Posted 10/12/2012 at 11:14 AM
Posted 5 years ago
Last week we revealed the intentions of German carrier Deutsche Telekom and their intended deal to merge T-Mobile USA with rivals MetroPCS. A couple of days on from that news, rumors began circulating that rival carrier Sprint was preparing a counteroffer for MetroPCS in an effort to strengthen their own market position. Yesterday, news of a completely new deal came to the fore, putting any possible merger between Sprint and MetroPCS on the back-burner.
Following a tip from an inside source, The Wall Street Journal was first to break the news that Sprint was in talks with Japanese phone and internet company SoftBank – the third largest carrier in Japan – over a possible deal that would see the Japanese buy a “significant stake” in the wireless carrier and, in turn, help the ailing Sprint compete with the likes of AT&T and Verizon by providing the finance needed for future mergers.

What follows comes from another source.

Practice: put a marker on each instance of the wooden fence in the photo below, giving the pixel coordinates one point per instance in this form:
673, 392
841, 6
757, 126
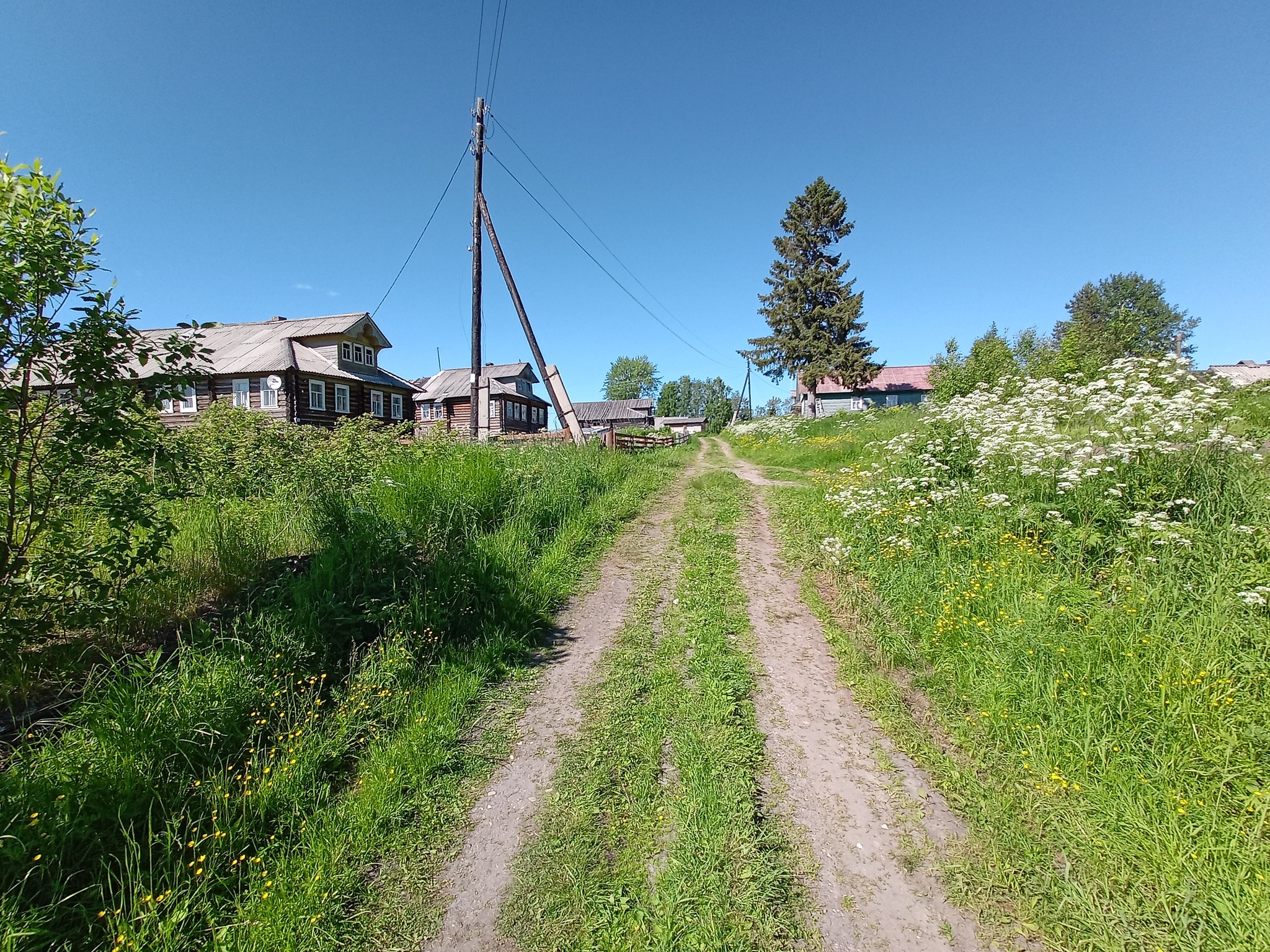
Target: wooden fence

Exact details of how much this “significant stake” would be worth are not clear but estimates place the total figure at somewhere in the region of $12.8 billion, which will give SoftBank controlling interest in Sprint.
Other than what was published by the WSJ, not much was known about the deal until late Thursday when Sprint put out a press release confirming that talks were going ahead:
“Sprint … today confirmed that it is currently engaged in discussions with Softbank regarding a potential substantial investment by Softbank in Sprint. Although there can be no assurances that these discussions will result in any transaction or on what terms any transaction may occur, such a transaction could involve a change of control of Sprint. Sprint does not intend to comment further unless and until an agreement is reached.”
SoftBank are currently making big moves in the Japanese carrier market following the buyout of smaller rival eAccess which took place last week for a reported $1.84 million. For Sprint, the deal will help them solidify third place in the market – a position that was put under serious threat by the reported merger of T-Mobile USA and MetroPCS. It could also give Sprint the chance to push ahead with a super merger, acquiring both T-Mobile USA and MetroPCS, although whether regulators would allow such a deal is questionable.
One thing is for sure though; Sprint’s investors are very keen on the idea of a buyout, as the carrier’s share price rose more than 13% following confirmation of the talks.